We also print the type of _carModelsAbove80_ so you can see that it is a dataframe also.

In [25]:
carModelsAbove80 = autoMPGData.loc[(autoMPGData['model year'] > 80), :]
print(type(carModelsAbove80))
carModelsAbove80.head()

<class 'pandas.core.frame.DataFrame'>


Unnamed: 0,mpg,cylinders,displacement,horsepower,weight,accelartion,model year,carname
338,27.2,4,135.0,84.0,2490.0,15.7,81,plymouth reliant
339,26.6,4,151.0,84.0,2635.0,16.4,81,buick skylark
340,25.8,4,156.0,92.0,2620.0,14.4,81,dodge aries wagon (sw)
341,23.5,6,173.0,110.0,2725.0,12.6,81,chevrolet citation
342,30.0,4,135.0,84.0,2385.0,12.9,81,plymouth reliant


### Introducing `.between()`

We can use the `between()` method to find values that are between two values.

In [26]:
autoMPGData.loc[autoMPGData['model year'].between(80, 85), :]

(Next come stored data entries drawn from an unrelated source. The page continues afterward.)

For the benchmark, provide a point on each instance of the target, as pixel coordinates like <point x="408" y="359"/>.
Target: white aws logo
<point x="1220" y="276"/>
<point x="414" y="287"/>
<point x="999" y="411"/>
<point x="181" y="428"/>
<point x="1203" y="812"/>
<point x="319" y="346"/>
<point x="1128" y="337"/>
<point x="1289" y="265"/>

Unnamed: 0,mpg,cylinders,displacement,horsepower,weight,accelartion,model year,carname
309,41.5,4,98.0,76.00,2144.0,14.7,80,vw rabbit
310,38.1,4,89.0,60.00,1968.0,18.8,80,toyota corolla tercel
311,32.1,4,98.0,70.00,2120.0,15.5,80,chevrolet chevette
312,37.2,4,86.0,65.00,2019.0,16.4,80,datsun 310
313,28.0,4,151.0,90.00,2678.0,16.5,80,chevrolet citation
314,26.4,4,140.0,88.00,2870.0,18.1,80,ford fairmont
315,24.3,4,151.0,90.00,3003.0,20.1,80,amc concord
316,19.1,6,225.0,90.00,3381.0,18.7,80,dodge aspen
317,34.3,4,97.0,78.00,2188.0,15.8,80,audi 4000
318,29.8,4,134.0,90.00,2711.0,15.5,80,toyota corona liftback


### Introducing `.isin()`
Let's say we wanted all rows where th car name is 'ford pinto', 'ford gran torino', or 'ford maverick'. We could use three equivalence test and two or operators to string the tests together. But, another way is to use the .isin() method.  See the example below:

In [27]:
# we can just use the .isin() method on any column and then pass the list of
# the valued we want checked to the .isin() method
autoMPGData['carname'].isin(['ford pinto', 'ford gran torino','ford maverick'])

0      False
1      False
2      False
3      False
4      False
       ...  
393    False
394    False
395    False
396    False
397    False
Name: carname, Length: 398, dtype: bool

In [28]:
# Now, let's use it in the .loc[] method to get those rows from the dataframe
autoMPGData.loc[autoMPGData['carname'].isin(['ford pinto', 'ford gran torino','ford maverick']), :]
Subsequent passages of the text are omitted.